Они идут рядом по двору, Максим и Таня. Сначала молчат — очень трудно найти, о чём разговаривать. Но и молча идти так хорошо. Таня всё время слышит звон снежинок.
Максим думает: вот идёт рядом девчонка. Вообще-то девчонок он ненавидит. Все они подлизы, трусихи и ябеды. Но эта вроде не пискля и не ябеда. Молчит. А когда смеётся, и ему хочется смеяться. Не пристаёт с глупостями. Идёт себе спокойно, хорошо с ней идти. Можно поговорить о чём-нибудь, а можно и ничего не говорить. Лучше даже ничего не говорить. Потому что Максим знает, что иногда он может сказать совсем не то. С ним так бывает. Хочет пойти медленно — вдруг побежит быстро. Хочет вести себя тихо — вдруг заорёт или запоёт. А почему, и сам не знает.

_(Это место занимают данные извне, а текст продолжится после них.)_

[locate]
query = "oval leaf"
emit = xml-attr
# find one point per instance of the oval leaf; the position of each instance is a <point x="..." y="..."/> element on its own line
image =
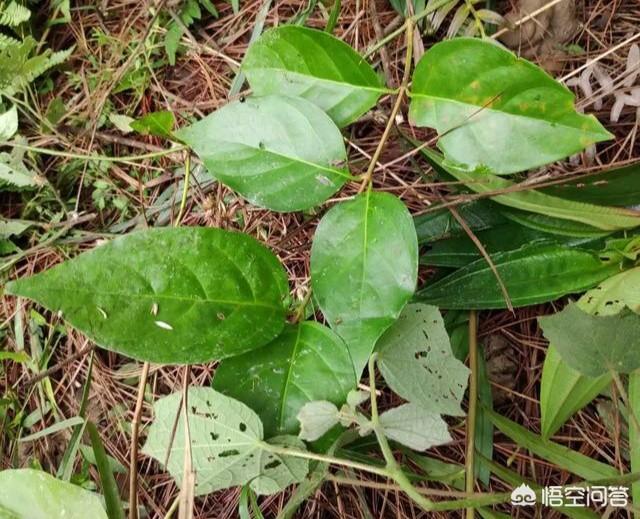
<point x="416" y="361"/>
<point x="595" y="345"/>
<point x="493" y="109"/>
<point x="564" y="391"/>
<point x="282" y="153"/>
<point x="33" y="494"/>
<point x="306" y="362"/>
<point x="182" y="296"/>
<point x="308" y="63"/>
<point x="227" y="444"/>
<point x="364" y="267"/>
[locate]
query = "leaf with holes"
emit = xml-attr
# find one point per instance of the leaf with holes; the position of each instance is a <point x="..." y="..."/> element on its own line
<point x="415" y="359"/>
<point x="415" y="427"/>
<point x="364" y="267"/>
<point x="182" y="296"/>
<point x="33" y="494"/>
<point x="306" y="362"/>
<point x="227" y="444"/>
<point x="595" y="345"/>
<point x="282" y="153"/>
<point x="494" y="109"/>
<point x="312" y="64"/>
<point x="614" y="294"/>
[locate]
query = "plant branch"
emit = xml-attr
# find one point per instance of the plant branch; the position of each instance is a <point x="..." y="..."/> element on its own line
<point x="473" y="406"/>
<point x="366" y="179"/>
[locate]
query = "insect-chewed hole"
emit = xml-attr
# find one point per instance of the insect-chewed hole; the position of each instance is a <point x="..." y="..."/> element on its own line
<point x="230" y="452"/>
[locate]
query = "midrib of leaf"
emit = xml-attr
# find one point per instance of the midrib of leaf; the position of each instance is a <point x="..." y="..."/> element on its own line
<point x="481" y="108"/>
<point x="281" y="155"/>
<point x="206" y="300"/>
<point x="287" y="378"/>
<point x="545" y="204"/>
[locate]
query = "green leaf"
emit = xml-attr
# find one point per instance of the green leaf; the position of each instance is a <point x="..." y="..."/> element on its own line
<point x="13" y="173"/>
<point x="437" y="225"/>
<point x="563" y="457"/>
<point x="614" y="294"/>
<point x="479" y="96"/>
<point x="634" y="433"/>
<point x="564" y="391"/>
<point x="416" y="361"/>
<point x="615" y="187"/>
<point x="415" y="427"/>
<point x="185" y="295"/>
<point x="594" y="345"/>
<point x="557" y="271"/>
<point x="33" y="494"/>
<point x="364" y="266"/>
<point x="482" y="181"/>
<point x="8" y="123"/>
<point x="109" y="485"/>
<point x="159" y="124"/>
<point x="460" y="251"/>
<point x="312" y="64"/>
<point x="306" y="362"/>
<point x="278" y="152"/>
<point x="227" y="443"/>
<point x="316" y="419"/>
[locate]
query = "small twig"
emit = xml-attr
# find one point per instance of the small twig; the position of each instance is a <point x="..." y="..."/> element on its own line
<point x="473" y="407"/>
<point x="54" y="369"/>
<point x="135" y="432"/>
<point x="366" y="179"/>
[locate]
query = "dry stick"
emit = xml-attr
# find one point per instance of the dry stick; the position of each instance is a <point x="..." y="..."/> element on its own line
<point x="601" y="56"/>
<point x="525" y="19"/>
<point x="473" y="403"/>
<point x="366" y="180"/>
<point x="485" y="255"/>
<point x="135" y="431"/>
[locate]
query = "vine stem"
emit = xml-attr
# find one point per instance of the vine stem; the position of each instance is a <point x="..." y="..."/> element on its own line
<point x="473" y="407"/>
<point x="366" y="179"/>
<point x="135" y="432"/>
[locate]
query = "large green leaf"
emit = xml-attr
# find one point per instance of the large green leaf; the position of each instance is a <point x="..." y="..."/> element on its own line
<point x="306" y="362"/>
<point x="415" y="427"/>
<point x="614" y="294"/>
<point x="619" y="187"/>
<point x="416" y="361"/>
<point x="460" y="251"/>
<point x="482" y="181"/>
<point x="532" y="274"/>
<point x="595" y="345"/>
<point x="283" y="153"/>
<point x="33" y="494"/>
<point x="493" y="109"/>
<point x="299" y="61"/>
<point x="564" y="391"/>
<point x="364" y="266"/>
<point x="184" y="295"/>
<point x="227" y="444"/>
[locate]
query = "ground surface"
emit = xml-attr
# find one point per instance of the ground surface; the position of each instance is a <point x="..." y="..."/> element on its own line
<point x="119" y="67"/>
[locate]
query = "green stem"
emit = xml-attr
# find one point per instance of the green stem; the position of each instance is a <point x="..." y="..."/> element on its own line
<point x="412" y="19"/>
<point x="185" y="188"/>
<point x="473" y="406"/>
<point x="104" y="158"/>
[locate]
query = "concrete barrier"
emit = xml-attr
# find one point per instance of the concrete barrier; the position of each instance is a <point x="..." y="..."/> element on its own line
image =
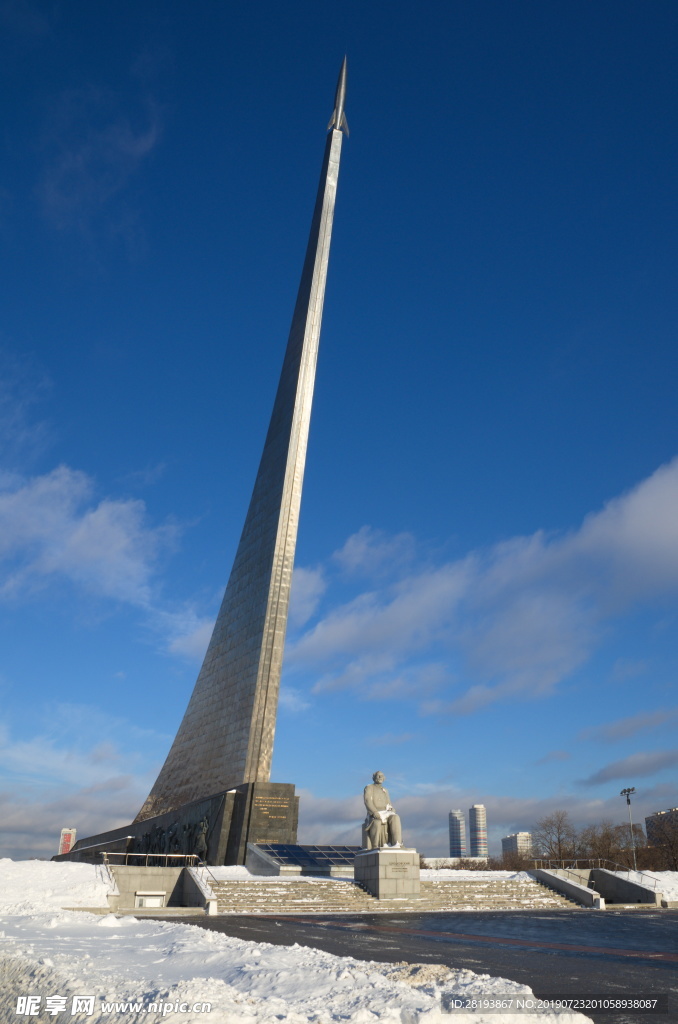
<point x="617" y="889"/>
<point x="574" y="890"/>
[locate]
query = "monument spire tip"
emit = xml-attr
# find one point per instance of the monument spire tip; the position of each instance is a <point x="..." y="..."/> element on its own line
<point x="338" y="119"/>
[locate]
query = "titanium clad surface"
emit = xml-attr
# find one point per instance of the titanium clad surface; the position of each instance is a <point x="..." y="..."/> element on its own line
<point x="226" y="735"/>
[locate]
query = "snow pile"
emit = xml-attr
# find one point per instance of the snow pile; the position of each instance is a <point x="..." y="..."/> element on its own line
<point x="35" y="886"/>
<point x="459" y="875"/>
<point x="238" y="873"/>
<point x="667" y="882"/>
<point x="59" y="954"/>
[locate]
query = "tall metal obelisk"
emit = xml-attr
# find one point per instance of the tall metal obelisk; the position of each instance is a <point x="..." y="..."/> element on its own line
<point x="226" y="735"/>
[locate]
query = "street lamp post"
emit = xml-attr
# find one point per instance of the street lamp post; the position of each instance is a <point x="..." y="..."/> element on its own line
<point x="627" y="794"/>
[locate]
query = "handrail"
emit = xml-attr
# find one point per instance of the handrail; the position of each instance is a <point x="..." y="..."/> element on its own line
<point x="595" y="862"/>
<point x="193" y="857"/>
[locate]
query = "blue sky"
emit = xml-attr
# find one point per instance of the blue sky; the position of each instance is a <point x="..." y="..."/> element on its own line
<point x="484" y="602"/>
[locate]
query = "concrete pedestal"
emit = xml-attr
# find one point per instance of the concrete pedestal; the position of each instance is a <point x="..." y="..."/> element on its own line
<point x="388" y="873"/>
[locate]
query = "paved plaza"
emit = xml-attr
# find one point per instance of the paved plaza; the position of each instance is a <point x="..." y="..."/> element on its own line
<point x="616" y="952"/>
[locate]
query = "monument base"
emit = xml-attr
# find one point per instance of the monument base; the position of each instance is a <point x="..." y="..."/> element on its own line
<point x="216" y="828"/>
<point x="388" y="872"/>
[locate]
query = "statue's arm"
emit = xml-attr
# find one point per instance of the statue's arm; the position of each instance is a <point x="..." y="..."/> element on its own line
<point x="369" y="803"/>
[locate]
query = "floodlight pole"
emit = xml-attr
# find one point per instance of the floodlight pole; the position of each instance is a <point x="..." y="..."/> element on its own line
<point x="627" y="794"/>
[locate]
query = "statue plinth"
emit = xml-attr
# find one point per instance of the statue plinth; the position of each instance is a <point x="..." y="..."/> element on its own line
<point x="388" y="872"/>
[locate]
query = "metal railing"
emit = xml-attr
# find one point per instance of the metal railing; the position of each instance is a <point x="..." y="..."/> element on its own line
<point x="158" y="859"/>
<point x="585" y="862"/>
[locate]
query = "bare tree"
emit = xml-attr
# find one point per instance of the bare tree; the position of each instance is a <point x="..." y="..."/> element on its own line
<point x="555" y="837"/>
<point x="665" y="838"/>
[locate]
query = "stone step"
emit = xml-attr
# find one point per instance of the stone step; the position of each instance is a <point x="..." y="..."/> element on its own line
<point x="339" y="896"/>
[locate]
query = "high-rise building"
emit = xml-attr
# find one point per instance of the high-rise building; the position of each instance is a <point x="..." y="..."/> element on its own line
<point x="662" y="825"/>
<point x="517" y="843"/>
<point x="457" y="835"/>
<point x="67" y="840"/>
<point x="477" y="826"/>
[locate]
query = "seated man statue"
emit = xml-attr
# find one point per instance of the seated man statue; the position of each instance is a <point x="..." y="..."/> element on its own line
<point x="382" y="824"/>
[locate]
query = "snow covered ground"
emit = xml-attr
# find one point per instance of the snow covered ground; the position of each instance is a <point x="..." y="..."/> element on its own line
<point x="108" y="964"/>
<point x="667" y="882"/>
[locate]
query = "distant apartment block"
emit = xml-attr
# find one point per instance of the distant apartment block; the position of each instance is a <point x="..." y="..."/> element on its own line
<point x="67" y="840"/>
<point x="457" y="835"/>
<point x="477" y="821"/>
<point x="517" y="843"/>
<point x="660" y="825"/>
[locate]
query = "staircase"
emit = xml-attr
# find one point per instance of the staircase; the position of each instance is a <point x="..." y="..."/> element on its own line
<point x="342" y="896"/>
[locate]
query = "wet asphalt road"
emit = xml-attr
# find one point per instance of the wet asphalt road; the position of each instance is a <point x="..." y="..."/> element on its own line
<point x="615" y="952"/>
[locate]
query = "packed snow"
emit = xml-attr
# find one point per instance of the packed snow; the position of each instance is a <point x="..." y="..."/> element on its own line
<point x="666" y="882"/>
<point x="57" y="955"/>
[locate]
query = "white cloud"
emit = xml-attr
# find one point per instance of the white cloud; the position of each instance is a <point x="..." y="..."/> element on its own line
<point x="553" y="756"/>
<point x="54" y="778"/>
<point x="636" y="766"/>
<point x="50" y="527"/>
<point x="188" y="633"/>
<point x="292" y="699"/>
<point x="92" y="148"/>
<point x="513" y="620"/>
<point x="372" y="551"/>
<point x="625" y="727"/>
<point x="307" y="589"/>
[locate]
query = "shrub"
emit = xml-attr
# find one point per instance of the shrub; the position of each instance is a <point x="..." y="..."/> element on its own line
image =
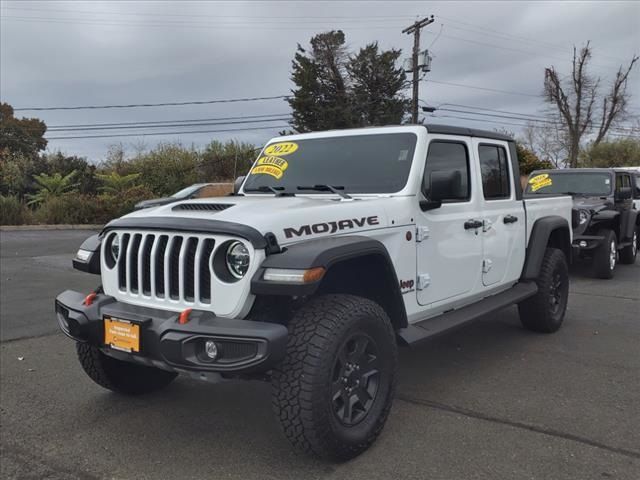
<point x="13" y="211"/>
<point x="67" y="209"/>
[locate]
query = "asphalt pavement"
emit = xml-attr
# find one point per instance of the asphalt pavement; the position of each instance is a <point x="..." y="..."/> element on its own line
<point x="491" y="401"/>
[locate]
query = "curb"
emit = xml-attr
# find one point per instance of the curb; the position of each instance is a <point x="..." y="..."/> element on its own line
<point x="12" y="228"/>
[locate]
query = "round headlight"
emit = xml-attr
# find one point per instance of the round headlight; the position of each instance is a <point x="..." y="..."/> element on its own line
<point x="115" y="247"/>
<point x="583" y="217"/>
<point x="237" y="259"/>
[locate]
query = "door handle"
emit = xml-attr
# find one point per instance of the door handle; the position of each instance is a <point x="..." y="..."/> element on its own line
<point x="471" y="224"/>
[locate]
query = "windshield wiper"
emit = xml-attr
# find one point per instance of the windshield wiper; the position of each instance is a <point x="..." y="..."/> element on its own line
<point x="278" y="191"/>
<point x="326" y="188"/>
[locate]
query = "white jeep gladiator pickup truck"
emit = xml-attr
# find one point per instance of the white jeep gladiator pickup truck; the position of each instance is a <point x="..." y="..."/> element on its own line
<point x="336" y="248"/>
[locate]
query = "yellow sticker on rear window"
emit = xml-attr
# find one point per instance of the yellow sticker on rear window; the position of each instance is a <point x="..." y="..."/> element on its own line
<point x="282" y="148"/>
<point x="267" y="170"/>
<point x="540" y="181"/>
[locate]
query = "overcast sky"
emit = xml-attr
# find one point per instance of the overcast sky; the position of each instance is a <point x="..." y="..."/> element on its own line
<point x="112" y="53"/>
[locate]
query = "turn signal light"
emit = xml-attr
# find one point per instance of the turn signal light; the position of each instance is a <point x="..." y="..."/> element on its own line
<point x="184" y="316"/>
<point x="88" y="300"/>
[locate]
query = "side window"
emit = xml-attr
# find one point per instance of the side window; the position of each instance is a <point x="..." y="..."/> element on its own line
<point x="452" y="158"/>
<point x="494" y="169"/>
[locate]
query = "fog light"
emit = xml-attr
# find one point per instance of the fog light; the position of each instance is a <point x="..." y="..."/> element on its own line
<point x="211" y="349"/>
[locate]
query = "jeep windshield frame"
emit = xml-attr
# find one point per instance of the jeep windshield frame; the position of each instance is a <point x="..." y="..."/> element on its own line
<point x="377" y="163"/>
<point x="587" y="184"/>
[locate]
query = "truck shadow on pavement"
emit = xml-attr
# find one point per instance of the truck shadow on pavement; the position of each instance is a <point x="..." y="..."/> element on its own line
<point x="192" y="419"/>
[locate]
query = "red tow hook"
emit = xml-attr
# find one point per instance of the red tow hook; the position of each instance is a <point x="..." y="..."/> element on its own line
<point x="88" y="300"/>
<point x="184" y="316"/>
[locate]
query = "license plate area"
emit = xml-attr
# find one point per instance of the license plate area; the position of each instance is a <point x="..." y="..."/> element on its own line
<point x="121" y="334"/>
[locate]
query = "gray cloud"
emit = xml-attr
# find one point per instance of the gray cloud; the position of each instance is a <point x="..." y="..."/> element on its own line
<point x="80" y="53"/>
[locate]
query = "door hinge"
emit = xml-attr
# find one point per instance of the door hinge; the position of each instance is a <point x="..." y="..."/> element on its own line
<point x="424" y="280"/>
<point x="422" y="233"/>
<point x="486" y="265"/>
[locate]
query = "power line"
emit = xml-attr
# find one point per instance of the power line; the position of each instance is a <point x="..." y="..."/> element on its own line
<point x="147" y="134"/>
<point x="49" y="127"/>
<point x="164" y="104"/>
<point x="486" y="89"/>
<point x="514" y="124"/>
<point x="481" y="30"/>
<point x="171" y="125"/>
<point x="261" y="17"/>
<point x="226" y="25"/>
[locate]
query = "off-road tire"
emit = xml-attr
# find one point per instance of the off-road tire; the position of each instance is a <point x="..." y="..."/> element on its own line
<point x="544" y="312"/>
<point x="602" y="261"/>
<point x="302" y="384"/>
<point x="628" y="253"/>
<point x="119" y="376"/>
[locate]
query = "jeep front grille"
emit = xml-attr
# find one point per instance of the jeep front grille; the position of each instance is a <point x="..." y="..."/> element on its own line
<point x="165" y="266"/>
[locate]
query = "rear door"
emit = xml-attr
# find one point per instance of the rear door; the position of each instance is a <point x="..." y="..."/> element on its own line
<point x="504" y="229"/>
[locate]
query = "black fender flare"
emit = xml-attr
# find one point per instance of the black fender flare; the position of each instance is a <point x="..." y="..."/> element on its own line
<point x="328" y="252"/>
<point x="92" y="263"/>
<point x="605" y="215"/>
<point x="541" y="233"/>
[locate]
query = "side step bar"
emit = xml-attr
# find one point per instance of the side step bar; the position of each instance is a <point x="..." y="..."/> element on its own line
<point x="432" y="327"/>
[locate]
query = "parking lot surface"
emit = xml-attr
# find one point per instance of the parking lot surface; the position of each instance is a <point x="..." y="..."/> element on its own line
<point x="489" y="401"/>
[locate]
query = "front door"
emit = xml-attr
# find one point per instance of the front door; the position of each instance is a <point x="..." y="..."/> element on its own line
<point x="503" y="229"/>
<point x="449" y="254"/>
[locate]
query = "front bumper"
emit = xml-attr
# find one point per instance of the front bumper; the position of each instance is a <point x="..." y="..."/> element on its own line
<point x="586" y="243"/>
<point x="244" y="346"/>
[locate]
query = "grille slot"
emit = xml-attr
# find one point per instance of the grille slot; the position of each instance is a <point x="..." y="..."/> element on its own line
<point x="174" y="267"/>
<point x="215" y="207"/>
<point x="159" y="264"/>
<point x="168" y="267"/>
<point x="205" y="273"/>
<point x="132" y="260"/>
<point x="122" y="262"/>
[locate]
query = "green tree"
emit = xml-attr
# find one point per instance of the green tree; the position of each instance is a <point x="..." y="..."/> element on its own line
<point x="321" y="100"/>
<point x="226" y="161"/>
<point x="58" y="162"/>
<point x="377" y="85"/>
<point x="115" y="184"/>
<point x="622" y="152"/>
<point x="167" y="168"/>
<point x="528" y="161"/>
<point x="20" y="136"/>
<point x="52" y="186"/>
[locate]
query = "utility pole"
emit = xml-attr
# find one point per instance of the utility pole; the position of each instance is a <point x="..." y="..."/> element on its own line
<point x="415" y="30"/>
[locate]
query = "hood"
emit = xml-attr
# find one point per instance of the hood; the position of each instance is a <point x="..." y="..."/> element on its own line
<point x="154" y="202"/>
<point x="290" y="219"/>
<point x="590" y="203"/>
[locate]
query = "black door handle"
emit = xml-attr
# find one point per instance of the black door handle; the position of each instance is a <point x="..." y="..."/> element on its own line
<point x="470" y="224"/>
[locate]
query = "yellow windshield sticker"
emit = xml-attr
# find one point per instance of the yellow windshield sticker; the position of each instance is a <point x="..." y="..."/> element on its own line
<point x="267" y="170"/>
<point x="281" y="163"/>
<point x="540" y="181"/>
<point x="280" y="149"/>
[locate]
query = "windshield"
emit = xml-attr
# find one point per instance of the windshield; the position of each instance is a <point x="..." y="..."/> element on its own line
<point x="581" y="183"/>
<point x="185" y="192"/>
<point x="377" y="163"/>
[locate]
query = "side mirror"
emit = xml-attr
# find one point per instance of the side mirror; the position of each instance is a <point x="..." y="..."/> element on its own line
<point x="238" y="183"/>
<point x="623" y="193"/>
<point x="443" y="185"/>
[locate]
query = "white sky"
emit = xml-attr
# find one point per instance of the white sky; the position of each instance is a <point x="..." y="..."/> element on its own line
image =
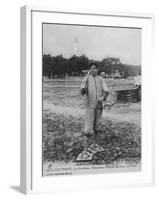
<point x="95" y="42"/>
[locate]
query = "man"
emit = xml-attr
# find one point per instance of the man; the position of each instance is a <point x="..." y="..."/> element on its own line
<point x="95" y="91"/>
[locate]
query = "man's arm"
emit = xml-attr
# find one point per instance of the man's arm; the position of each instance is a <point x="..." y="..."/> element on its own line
<point x="104" y="88"/>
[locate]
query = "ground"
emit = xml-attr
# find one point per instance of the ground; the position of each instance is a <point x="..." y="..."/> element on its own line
<point x="63" y="122"/>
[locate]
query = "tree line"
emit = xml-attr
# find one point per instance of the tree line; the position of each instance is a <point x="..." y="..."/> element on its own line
<point x="59" y="67"/>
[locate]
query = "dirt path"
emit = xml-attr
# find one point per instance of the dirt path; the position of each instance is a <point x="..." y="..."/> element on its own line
<point x="119" y="117"/>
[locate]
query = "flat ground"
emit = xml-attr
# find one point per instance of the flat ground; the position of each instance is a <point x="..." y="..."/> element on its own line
<point x="63" y="122"/>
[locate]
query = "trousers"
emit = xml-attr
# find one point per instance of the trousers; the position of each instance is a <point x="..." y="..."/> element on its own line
<point x="93" y="120"/>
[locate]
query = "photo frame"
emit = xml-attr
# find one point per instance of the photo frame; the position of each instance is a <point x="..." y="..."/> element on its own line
<point x="32" y="45"/>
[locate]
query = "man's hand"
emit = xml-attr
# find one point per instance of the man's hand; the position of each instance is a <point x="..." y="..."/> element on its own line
<point x="101" y="98"/>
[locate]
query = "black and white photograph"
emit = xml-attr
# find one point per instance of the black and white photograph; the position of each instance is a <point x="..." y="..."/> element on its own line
<point x="91" y="99"/>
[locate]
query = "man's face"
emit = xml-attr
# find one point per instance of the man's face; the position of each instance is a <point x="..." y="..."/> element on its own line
<point x="94" y="70"/>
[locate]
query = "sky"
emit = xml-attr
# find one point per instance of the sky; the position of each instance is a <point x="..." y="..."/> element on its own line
<point x="96" y="43"/>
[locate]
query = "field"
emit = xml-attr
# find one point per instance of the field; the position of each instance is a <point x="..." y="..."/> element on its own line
<point x="63" y="123"/>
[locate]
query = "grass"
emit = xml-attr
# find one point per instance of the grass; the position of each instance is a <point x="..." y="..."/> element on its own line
<point x="63" y="121"/>
<point x="62" y="140"/>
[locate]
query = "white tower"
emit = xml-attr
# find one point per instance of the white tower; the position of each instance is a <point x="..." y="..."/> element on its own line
<point x="75" y="46"/>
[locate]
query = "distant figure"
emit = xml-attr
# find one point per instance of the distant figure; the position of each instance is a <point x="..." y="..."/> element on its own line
<point x="95" y="91"/>
<point x="137" y="83"/>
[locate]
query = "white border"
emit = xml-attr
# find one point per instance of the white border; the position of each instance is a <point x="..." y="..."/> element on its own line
<point x="32" y="87"/>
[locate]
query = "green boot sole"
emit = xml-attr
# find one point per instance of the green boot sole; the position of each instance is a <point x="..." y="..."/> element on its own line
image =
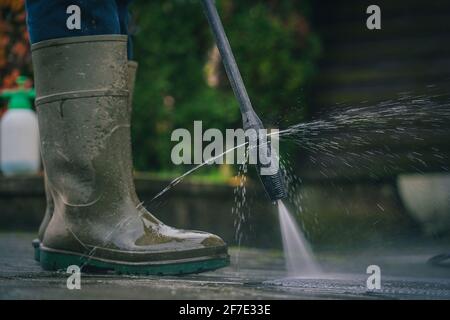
<point x="57" y="260"/>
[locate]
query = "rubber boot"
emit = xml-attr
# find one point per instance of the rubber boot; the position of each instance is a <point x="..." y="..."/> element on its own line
<point x="98" y="221"/>
<point x="132" y="70"/>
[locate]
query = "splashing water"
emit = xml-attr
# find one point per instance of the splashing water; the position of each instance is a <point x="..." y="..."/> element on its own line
<point x="300" y="261"/>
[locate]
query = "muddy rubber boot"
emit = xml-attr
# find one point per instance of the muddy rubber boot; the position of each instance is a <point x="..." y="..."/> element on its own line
<point x="98" y="222"/>
<point x="132" y="70"/>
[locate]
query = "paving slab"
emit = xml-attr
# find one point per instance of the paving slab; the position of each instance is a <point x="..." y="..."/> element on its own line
<point x="253" y="274"/>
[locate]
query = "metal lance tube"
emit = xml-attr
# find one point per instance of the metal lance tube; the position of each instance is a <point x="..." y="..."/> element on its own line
<point x="273" y="183"/>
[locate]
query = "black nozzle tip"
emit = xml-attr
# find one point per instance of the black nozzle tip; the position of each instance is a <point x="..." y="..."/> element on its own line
<point x="274" y="186"/>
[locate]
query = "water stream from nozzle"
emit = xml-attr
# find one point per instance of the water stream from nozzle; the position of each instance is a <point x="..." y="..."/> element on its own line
<point x="298" y="256"/>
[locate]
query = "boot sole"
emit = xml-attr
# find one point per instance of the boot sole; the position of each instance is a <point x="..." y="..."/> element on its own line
<point x="58" y="260"/>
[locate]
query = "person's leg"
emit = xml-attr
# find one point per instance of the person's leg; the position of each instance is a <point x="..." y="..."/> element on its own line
<point x="124" y="21"/>
<point x="47" y="19"/>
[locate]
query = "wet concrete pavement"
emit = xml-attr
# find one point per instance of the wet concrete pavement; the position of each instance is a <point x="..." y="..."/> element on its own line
<point x="253" y="274"/>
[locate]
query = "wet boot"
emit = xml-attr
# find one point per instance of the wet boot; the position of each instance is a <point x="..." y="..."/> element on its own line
<point x="98" y="222"/>
<point x="132" y="70"/>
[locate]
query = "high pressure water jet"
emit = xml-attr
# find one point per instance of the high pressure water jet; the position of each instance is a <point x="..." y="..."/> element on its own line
<point x="273" y="184"/>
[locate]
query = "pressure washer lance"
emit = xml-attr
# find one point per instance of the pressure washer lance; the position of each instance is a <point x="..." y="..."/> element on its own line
<point x="273" y="184"/>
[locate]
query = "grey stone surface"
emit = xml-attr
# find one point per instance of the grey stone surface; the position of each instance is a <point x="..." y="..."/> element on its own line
<point x="253" y="274"/>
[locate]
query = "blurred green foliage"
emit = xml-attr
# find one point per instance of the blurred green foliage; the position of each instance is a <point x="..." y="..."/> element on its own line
<point x="180" y="78"/>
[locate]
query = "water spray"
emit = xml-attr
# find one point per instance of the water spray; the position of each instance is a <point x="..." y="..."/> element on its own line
<point x="273" y="184"/>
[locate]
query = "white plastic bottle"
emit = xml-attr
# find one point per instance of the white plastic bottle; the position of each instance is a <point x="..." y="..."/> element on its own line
<point x="19" y="136"/>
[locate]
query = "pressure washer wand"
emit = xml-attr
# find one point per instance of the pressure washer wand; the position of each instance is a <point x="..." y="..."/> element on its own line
<point x="273" y="183"/>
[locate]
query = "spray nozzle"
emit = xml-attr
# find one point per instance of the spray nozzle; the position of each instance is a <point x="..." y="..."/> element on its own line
<point x="271" y="179"/>
<point x="272" y="182"/>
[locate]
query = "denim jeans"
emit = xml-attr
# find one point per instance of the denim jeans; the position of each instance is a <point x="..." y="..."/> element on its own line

— Таня, я тебя спросить хочу. Чего тебя тогда в милицию занесло? Чего ты там делала, в милиции?
Таня смотрит на него своими большущими глазами. Грустно вроде смотрит. А в глубине глаз смех. А может, она ехидина? Нет, Таня не ехидина. Ехидин Максим сразу узнаёт. Вот Олька Савёлова — настоящая ехидина. Максим раньше этого не замечал, а теперь заметил. Почему? Этого он не знает. Олька всё время притворяется, кривляется и думает, что она красавица. Просто противно.
Максим опять взглянул на Таню. Зачем человеку нужны такие большие глаза? Ведь глаза — чтобы смотреть, а смотреть можно и совсем маленькими глазами. Потом посмотрел ещё раз на Таню, представил её с маленькими глазками и решил, что большие всё-таки лучше.